StratXplore: Strategic novelty-seeking and instruction-aligned exploration for vision and language navigation

Document Type

Conference Proceeding

Publication Title

IEEE International Conference on Intelligent Robots and Systems

First Page

12093

Last Page

12100

Publisher

IEEE

School

Centre for Artificial Intelligence and Machine Learning (CAIML) / School of Science

RAS ID

70355

Comments

Gopinathan, M., Abu-Khalaf, J., Suter, D., & Masek, M. (2024, October). StratXplore: Strategic novelty-seeking and instruction-aligned exploration for vision and language navigation. In 2024 IEEE/RSJ International Conference on Intelligent Robots and Systems (IROS) (pp. 12093-12100). IEEE. https://doi.org/10.1109/IROS58592.2024.10802128

Abstract

Embodied navigation requires robots to understand and interact with the environment based on given tasks. Vision-Language Navigation (VLN) is an embodied navigation task, where a robot navigates within a previously seen and unseen environment, based on linguistic instruction and visual inputs. VLN agents need access to both local and global action spaces; former for immediate decision making and the latter for recovering from navigational mistakes. Prior VLN agents rely only on instruction-viewpoint alignment for local and global decision making and back-track to a previously visited viewpoint, if the instruction and its current viewpoint mismatches. These methods are prone to mistakes, due to the complexity of the instruction and partial observability of the environment.
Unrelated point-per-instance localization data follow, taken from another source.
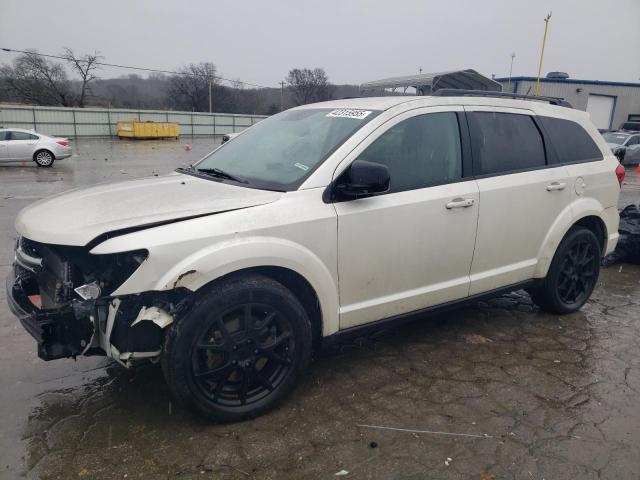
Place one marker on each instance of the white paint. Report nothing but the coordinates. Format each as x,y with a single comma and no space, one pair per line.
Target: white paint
366,259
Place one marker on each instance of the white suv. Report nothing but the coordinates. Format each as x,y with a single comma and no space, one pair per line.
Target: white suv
313,225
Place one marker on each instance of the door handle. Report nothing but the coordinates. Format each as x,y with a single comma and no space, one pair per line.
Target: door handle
460,203
552,187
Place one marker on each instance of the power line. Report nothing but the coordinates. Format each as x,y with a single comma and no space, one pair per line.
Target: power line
170,72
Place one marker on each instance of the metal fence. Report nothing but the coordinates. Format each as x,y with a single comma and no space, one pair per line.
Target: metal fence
101,122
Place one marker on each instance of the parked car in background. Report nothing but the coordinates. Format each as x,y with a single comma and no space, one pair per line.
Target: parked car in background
630,126
228,136
313,226
629,141
17,144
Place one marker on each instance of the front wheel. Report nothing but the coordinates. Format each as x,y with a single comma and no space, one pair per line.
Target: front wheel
240,350
572,275
44,158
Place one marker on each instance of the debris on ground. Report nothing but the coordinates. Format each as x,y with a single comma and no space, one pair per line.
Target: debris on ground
628,248
475,339
484,435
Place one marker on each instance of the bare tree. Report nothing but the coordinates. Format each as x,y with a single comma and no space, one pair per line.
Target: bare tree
189,89
33,79
309,85
85,66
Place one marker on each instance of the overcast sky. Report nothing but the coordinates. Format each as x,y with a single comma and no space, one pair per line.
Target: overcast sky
353,40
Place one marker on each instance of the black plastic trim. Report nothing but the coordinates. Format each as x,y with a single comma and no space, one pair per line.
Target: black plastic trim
395,321
454,92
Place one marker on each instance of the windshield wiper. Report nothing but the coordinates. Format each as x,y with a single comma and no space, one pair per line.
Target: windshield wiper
216,172
211,172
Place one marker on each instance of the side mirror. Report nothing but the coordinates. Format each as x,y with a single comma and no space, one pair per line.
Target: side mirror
619,152
364,179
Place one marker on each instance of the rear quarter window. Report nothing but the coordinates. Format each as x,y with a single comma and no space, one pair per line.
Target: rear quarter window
570,141
505,142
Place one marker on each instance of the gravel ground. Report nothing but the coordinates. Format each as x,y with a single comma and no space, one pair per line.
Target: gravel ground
497,390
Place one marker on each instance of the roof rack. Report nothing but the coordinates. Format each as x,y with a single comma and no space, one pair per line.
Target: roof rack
454,92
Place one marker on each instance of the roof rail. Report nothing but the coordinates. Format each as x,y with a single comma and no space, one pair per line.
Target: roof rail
454,92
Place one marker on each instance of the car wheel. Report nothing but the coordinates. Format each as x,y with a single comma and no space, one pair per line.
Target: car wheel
44,158
572,275
239,351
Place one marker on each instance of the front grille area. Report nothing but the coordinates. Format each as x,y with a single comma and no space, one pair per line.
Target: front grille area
46,268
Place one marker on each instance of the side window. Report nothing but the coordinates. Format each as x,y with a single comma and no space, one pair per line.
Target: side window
570,141
22,136
504,142
419,152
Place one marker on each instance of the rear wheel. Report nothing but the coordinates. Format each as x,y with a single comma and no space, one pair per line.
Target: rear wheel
44,158
572,275
240,350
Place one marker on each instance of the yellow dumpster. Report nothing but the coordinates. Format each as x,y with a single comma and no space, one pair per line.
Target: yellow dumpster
135,129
We posit that, back-tracking is sub-optimal and agent that is aware of its mistakes can recover efficiently. For optimal recovery, exploration should be extended to unexplored viewpoints (or frontiers). The optimal frontier is a recently observed but unexplored viewpoint that aligns with the instruction and is novel. We introduce a memory-based and mistake-aware path planning strategy for VLN agents, called StratXplore, that presents global and local action planning to select the optimal frontier for path correction. The proposed method collects all past actions and viewpoint features during navigation and then selects the optimal frontier suitable for recovery. Experimental results show this simple yet effective strategy improves the success rate on two VLN datasets with different task complexities.